Apple has confirmed that installation of its Leopard operating system has resulted in ‘Blue Screen’ problems for some of its customers.
Apple has confirmed that installation of its Leopard operating system has resulted in ‘Blue Screen’ problems for some of its customers. The first report of trouble in installing Apple’s new operating system came from Australia, where Leopard was delivered nearly a day before its US debut.
The Leopard, also known as Mac OS X 10.5, was launched on October 26 2007, after a several-month delay. Leopard is the sixth major upgrade of Mac OS X since the computer operating system debuted in 2001. The previous major upgrade, Tiger, was released in April 2005.
Apple’s new Mac OS ‘Leopard’ has more than 300 new features, including ‘Boot Camp’, which allows users to install Windows on Mac. However, both operating systems cannot run at the same time. Other highlighted features include ‘Time Machine’, an automated data backup system, and ‘Spaces’, a way to simultaneously view open applications.
Apple has responded to these ‘Blue Screen’ issues by advising its customers to install third party ‘enhancement’ software. It has also recommended its users to reinstall the complete operating system or use ‘line commands’ to boot the system properly.
After completing an upgrade installation of Leopard and restarting the computer, a ‘blue screen’ may appear for an extended period of time, Apple wrote on its website.
Apple said, the problem could be related to application enhancement software, while a Computerworld article identified the problem to be Unsanity’s application enhancer (APE) software as the source for these complaints. Unsanity develops software for customization of look and feel of Mac OS.
An Unsanity representative said, problems might occur only on outdated versions of APE that shipped before Apple switched to Intel’s chips.
It may be necessary to perform an Archive and Install installation of Leopard, Apple wrote. Apple also said, Archive and Install moves your existing Mac OS X system files to a folder named Previous System, and then installs a new copy of Mac OS X on the selected volume.

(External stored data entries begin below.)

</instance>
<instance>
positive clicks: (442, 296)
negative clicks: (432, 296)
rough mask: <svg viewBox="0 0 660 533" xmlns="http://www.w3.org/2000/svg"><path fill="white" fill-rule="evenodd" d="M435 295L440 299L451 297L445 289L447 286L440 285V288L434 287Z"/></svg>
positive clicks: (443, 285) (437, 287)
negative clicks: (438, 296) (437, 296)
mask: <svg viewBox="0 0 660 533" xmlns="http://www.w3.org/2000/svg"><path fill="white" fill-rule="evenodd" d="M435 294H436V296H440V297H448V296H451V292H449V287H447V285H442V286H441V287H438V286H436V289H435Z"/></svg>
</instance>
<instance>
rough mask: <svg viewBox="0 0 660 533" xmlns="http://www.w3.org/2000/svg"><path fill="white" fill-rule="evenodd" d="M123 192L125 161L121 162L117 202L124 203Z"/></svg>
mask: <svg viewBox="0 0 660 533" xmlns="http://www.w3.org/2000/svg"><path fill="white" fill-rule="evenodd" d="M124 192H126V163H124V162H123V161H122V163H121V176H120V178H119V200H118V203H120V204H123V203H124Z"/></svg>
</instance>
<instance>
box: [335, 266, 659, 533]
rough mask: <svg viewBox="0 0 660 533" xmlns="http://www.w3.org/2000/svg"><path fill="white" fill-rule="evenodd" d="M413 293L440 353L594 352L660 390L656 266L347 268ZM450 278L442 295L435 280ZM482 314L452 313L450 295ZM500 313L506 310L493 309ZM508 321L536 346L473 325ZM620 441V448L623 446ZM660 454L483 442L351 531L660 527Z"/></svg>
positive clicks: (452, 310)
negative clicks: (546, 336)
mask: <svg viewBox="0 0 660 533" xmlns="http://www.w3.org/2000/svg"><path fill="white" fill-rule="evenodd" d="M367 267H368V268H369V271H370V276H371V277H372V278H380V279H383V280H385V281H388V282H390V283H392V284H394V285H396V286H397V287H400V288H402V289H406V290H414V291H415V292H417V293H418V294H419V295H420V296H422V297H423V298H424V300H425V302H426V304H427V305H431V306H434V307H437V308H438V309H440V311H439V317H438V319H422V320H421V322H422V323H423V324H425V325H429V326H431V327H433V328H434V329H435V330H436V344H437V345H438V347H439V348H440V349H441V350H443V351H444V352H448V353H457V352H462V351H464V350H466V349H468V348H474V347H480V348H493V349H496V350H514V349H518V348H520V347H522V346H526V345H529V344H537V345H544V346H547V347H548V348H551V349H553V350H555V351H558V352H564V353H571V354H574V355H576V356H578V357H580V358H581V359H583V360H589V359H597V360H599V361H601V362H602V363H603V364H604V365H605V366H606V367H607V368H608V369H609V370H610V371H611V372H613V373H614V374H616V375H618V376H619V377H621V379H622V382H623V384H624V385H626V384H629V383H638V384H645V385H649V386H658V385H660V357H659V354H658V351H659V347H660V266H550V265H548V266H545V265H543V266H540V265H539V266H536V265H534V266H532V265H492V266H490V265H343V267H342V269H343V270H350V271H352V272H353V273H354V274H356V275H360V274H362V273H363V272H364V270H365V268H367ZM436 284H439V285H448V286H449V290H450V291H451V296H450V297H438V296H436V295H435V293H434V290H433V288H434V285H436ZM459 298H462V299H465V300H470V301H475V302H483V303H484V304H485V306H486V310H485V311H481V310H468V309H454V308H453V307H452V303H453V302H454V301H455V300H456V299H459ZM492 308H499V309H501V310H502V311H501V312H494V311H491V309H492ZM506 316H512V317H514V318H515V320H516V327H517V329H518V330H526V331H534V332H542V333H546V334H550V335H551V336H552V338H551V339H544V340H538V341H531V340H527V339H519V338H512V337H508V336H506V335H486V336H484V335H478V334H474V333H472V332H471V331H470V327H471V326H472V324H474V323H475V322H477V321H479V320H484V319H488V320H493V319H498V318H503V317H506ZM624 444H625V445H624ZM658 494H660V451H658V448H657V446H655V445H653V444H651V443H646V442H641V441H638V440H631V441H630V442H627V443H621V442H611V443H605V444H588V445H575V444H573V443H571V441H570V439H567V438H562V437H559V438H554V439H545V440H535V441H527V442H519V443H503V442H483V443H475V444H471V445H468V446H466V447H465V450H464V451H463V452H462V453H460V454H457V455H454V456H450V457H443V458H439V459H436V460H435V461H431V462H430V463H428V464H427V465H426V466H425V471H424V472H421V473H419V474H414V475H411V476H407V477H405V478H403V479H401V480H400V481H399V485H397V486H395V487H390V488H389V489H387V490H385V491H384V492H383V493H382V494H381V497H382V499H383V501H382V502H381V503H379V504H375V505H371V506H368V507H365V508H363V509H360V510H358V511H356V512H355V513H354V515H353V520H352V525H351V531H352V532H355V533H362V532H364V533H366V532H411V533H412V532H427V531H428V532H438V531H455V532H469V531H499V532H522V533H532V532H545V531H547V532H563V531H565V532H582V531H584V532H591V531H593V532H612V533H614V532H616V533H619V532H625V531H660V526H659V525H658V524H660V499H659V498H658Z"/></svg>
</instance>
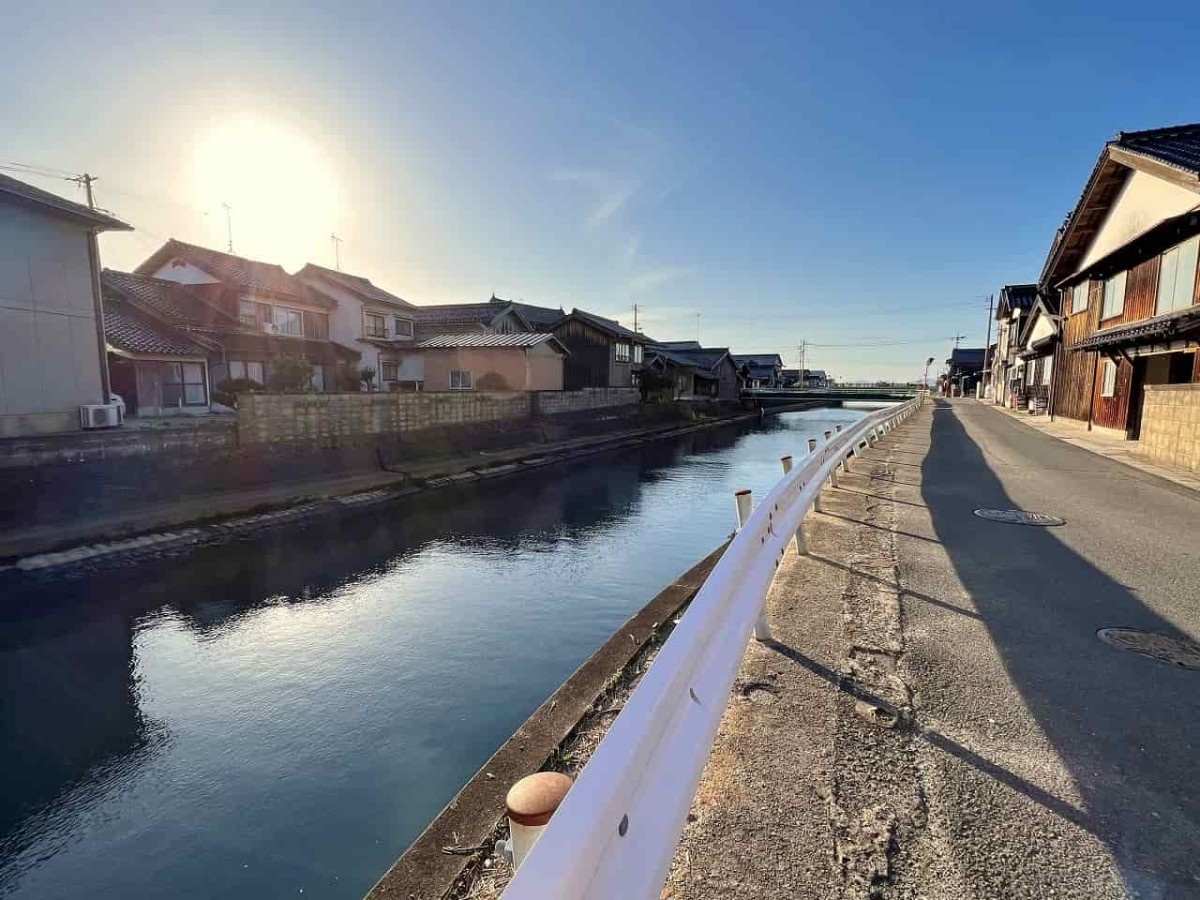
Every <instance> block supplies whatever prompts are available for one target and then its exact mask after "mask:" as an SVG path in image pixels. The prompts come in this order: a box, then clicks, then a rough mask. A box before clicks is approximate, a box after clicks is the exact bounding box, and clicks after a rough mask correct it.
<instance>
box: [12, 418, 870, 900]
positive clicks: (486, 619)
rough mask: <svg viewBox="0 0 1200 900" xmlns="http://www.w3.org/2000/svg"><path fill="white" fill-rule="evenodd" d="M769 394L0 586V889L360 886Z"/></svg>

Mac OS X installed applications, such as Address Book and Safari, are archived, and new versions are installed in the Applications folder. Applications, plug-ins, and other software may have to be reinstalled after an ‘Archive and Install’.
As a result of these new issues with Leopard OS, Apple could shift its engineering resources from its iPhone development center to its Mac operating system to push the sales of Leopard. Apple shipped 2,164,000 Macintosh computers, representing 34 percent growth over year-on-year quarter and the sales exceeded the previous quarterly record for Mac shipments by 400,000. Apple now stands third in the US PC market.